E non dimentichiamo i droni ucraini “Baba-Jagà” che, di notte, minano i percorsi russi vicini al fronte. Segno evidente di una preparazione a una nuova offensiva. Ma a quale costo? The New York Times ci informa che gli uomini ucraini tra i 25 e i 60 anni, considerano la chiamata alle armi come un “biglietto di sola andata” verso una guerra mortale. E chi può biasimarli? Con i rastrellamenti nelle strade ucraine, molti si nascondono per evitare di essere spediti al fronte.

Un suicidio collettivo

Ecco quindi il quadro: un’alleanza di nazioni democratiche che si comporta come una banda di predatori, pronti a tutto pur di affermare il proprio dominio. Una guerra che non è solo contro la Russia, ma contro il buon senso, la logica e, soprattutto, contro i cittadini che pagano il prezzo più alto.
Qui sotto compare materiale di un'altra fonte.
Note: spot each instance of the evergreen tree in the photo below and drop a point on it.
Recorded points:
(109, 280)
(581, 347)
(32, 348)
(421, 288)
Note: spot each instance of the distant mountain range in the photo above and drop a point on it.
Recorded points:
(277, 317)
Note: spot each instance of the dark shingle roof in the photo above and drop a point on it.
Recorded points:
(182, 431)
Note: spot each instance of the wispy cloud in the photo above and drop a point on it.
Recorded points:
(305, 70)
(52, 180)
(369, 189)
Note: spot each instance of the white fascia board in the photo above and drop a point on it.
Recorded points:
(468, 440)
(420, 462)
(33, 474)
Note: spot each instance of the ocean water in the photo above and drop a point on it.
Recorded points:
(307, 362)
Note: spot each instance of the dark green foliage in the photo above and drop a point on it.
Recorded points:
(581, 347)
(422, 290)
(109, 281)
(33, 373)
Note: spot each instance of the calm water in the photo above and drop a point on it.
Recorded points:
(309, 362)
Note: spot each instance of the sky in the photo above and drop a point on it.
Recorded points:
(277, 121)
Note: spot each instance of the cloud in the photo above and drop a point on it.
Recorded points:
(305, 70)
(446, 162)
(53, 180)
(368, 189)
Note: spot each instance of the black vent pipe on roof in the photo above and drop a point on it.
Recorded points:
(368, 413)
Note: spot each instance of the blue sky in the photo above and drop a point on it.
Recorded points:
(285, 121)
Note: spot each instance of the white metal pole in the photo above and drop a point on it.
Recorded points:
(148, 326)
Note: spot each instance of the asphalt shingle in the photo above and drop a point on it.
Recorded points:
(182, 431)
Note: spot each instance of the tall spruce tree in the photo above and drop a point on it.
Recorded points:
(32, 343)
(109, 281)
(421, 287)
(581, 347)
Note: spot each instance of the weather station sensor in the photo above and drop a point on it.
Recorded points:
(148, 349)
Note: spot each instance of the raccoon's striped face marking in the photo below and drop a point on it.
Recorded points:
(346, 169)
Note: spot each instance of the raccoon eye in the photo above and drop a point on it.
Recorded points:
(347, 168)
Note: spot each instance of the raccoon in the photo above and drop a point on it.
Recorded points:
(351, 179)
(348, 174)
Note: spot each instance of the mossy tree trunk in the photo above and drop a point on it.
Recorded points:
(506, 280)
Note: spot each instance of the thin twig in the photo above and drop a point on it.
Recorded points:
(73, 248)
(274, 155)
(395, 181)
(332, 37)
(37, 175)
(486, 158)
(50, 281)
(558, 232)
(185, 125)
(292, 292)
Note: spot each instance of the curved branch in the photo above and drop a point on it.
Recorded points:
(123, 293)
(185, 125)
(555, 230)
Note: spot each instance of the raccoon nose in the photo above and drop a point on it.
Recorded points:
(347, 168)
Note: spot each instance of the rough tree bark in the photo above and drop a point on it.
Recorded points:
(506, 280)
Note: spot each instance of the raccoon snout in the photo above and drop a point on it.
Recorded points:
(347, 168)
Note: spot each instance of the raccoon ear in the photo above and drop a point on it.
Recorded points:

In tutto questo, l’Europa sembra aver dimenticato i propri interessi, sacrificando il proprio benessere sull’altare delle ambizioni statunitensi. E mentre i leader occidentali continuano a giocare alla guerra, milioni di persone soffrono le conseguenze di decisioni prese da pochi, in nome di una democrazia che, paradossalmente, sembra sempre più autoritaria.

Quindi, cari lettori, la prossima volta che sentirete parlare di “democrazia” e “libertà” in relazione alla guerra in Ucraina, ricordatevi di questa tragica farsa. E chiedetevi: a chi giova davvero tutto questo? La risposta potrebbe sorprendervi, o forse no.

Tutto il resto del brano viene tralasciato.